Float textures are always expensive (T6)
$$$$$$$$$$$$$$$$$$$$$$$$$$$$$$$$$$$$$$$$

Textures with a floating-point format should be avoided whenever
possible. If these textures are simply being used to represent a larger
range of values, it may be possible to replace these with fixed point
textures and scaling instructions. For instance, unsigned 16-bit
integers cannot even accurately be represented by half-precision floats
(FP16). These would have to be stored using single precision (FP32)
leading to twice the memory and bandwidth requirements. It might be
better to store these values in two components using 8 bits (LA8) and
spend ALU instructions to unpack them in a shader.

.. note::
   Floating-point textures may not support anything better than nearest filtering.

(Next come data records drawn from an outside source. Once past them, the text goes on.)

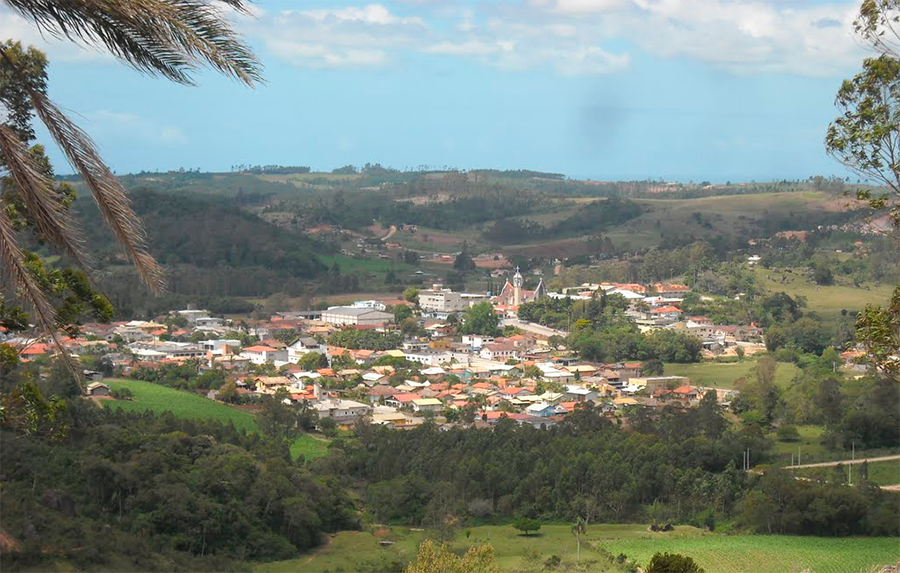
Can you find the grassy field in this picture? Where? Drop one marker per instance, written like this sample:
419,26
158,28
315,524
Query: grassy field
156,398
881,473
149,396
824,299
765,553
311,447
717,553
810,444
723,374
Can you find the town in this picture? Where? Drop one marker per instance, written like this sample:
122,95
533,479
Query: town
429,371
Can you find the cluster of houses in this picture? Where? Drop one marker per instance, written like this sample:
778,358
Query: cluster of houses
471,378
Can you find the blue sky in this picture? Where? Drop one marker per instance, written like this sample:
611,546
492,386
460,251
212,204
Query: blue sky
601,89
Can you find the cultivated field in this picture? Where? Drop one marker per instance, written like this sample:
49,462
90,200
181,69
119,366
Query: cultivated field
766,553
159,399
723,374
717,553
824,299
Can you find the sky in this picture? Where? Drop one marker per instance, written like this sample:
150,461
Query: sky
684,90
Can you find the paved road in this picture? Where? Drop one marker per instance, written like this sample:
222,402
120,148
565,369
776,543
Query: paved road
844,462
390,234
535,328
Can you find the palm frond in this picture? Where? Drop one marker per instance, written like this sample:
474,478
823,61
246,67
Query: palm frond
108,193
36,191
172,38
19,278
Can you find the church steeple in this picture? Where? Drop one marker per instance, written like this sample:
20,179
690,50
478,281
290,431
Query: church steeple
518,282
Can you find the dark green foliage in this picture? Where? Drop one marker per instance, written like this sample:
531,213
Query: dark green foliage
673,563
163,485
783,504
527,525
583,465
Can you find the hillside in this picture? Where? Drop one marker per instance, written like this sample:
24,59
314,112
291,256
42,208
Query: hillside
210,247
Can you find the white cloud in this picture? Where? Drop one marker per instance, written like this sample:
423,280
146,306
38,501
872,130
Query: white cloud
115,123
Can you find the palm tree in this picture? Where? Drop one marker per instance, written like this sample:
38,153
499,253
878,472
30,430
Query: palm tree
168,38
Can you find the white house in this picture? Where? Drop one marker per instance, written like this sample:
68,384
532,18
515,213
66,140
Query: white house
262,354
343,411
348,315
303,346
427,405
498,352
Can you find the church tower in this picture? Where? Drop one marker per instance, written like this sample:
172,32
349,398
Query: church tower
518,281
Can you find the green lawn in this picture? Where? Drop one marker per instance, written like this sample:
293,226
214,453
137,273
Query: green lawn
881,473
149,396
311,447
156,398
717,553
723,374
810,445
829,300
766,553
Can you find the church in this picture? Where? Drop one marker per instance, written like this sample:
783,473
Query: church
512,294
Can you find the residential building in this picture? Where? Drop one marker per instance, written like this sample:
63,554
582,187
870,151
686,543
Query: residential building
348,315
342,411
303,346
263,354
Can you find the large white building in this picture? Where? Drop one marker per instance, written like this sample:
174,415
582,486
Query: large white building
344,315
439,300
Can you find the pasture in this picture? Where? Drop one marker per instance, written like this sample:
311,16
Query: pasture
159,399
828,300
723,374
716,552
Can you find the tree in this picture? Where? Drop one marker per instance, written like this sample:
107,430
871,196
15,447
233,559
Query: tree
525,525
673,563
822,275
579,528
653,368
434,558
312,361
169,39
228,392
480,319
401,313
464,262
278,419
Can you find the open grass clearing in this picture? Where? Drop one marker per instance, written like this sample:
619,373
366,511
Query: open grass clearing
828,300
160,399
716,552
723,374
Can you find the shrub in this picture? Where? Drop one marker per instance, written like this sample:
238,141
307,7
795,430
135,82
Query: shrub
788,433
673,563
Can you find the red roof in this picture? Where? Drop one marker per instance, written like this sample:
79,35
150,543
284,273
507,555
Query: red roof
666,309
684,390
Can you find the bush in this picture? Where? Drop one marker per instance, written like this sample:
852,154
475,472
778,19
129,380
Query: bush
525,525
122,393
673,563
788,433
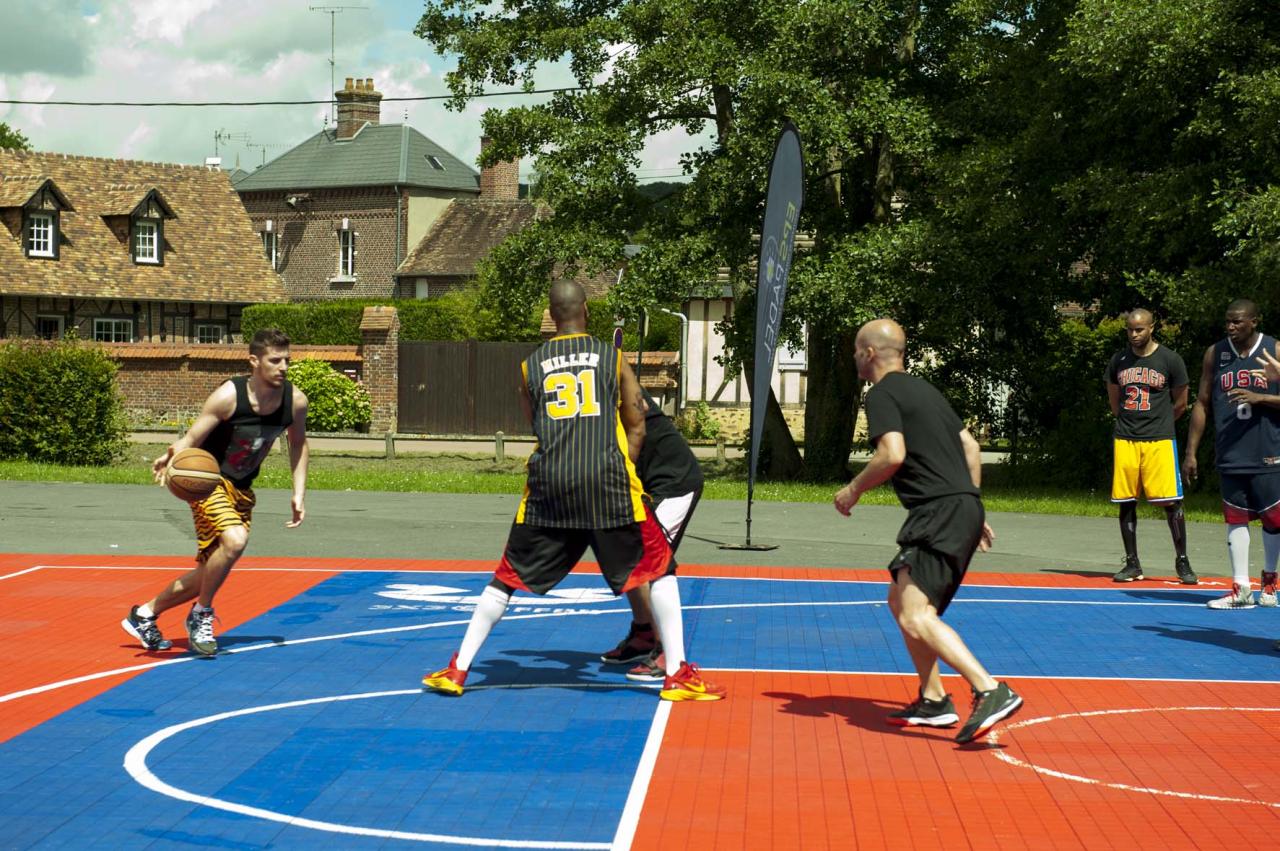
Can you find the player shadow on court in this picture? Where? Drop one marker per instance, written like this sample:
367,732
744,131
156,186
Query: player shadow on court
575,668
860,712
1216,637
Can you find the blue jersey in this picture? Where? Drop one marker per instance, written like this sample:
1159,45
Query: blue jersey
1248,437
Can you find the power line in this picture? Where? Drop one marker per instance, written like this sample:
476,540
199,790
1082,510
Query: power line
309,103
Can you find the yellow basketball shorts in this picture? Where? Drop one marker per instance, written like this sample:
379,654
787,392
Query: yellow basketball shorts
224,508
1150,466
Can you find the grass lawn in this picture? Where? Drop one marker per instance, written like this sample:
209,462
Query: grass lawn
470,474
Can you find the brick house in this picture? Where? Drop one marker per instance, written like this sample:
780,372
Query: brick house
338,213
124,251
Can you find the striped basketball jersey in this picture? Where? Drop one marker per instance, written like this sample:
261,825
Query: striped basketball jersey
241,443
579,475
1248,437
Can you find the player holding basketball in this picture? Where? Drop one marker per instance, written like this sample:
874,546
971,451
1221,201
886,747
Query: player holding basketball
1147,389
238,425
1246,405
588,412
672,477
936,467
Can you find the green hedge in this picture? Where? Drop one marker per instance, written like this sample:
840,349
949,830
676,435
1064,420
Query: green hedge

Prefer power-of-two (POT) textures in most cases (T7)
$$$$$$$$$$$$$$$$$$$$$$$$$$$$$$$$$$$$$$$$$$$$$$$$$$$$$

Although Non-Power-of-Two (NPOT) textures are supported in ES2 they come
with a CLAMP_TO_EDGE restriction on the wrapping mode (unless relaxed by
an extension). More importantly, they cannot be mipmapped (unless
relaxed by an extension). For that reason, POT textures should be used
when there is not significant memory and bandwidth to be saved from
using NPOT. However, an NPOT texture may be padded internally to
accommodate alignment restrictions in hardware and that the amount of
memory saved might not be quite as large as the width and height
suggests. As a rule of thumb, only large (i.e., hundreds of texels) NPOT
textures will effectively save a significant amount of memory over POT
textures.

Update textures sparingly (T8)
$$$$$$$$$$$$$$$$$$$$$$$$$$$$$$

Writing to GPU resources can be expensive—it applies to textures as
well. If texture updates are required, then determine if they really
need to be updated per frame or if the same texture can be reused for
several frames. For environment maps, unless the lighting or the objects
in the environment have been transformed (e.g., moved and/or rotated)
sufficiently to invalidate the previous map, the visual difference may
not be noticeable, but the performance improvement can be. The same
applies to the depth texture(s) used for shadow mapping algorithms.

Update textures efficiently (T9)
$$$$$$$$$$$$$$$$$$$$$$$$$$$$$$$$

When updating an existing texture, use ``glTexSubImage*()`` instead of
redefining its entire contents with TexImage when possible.

.. note::
   When using ``glTexSubImage*()`` it is important to specify the same texture format and data type with which that the texture object was defined; otherwise, there may be an expensive conversion as texels are being updated.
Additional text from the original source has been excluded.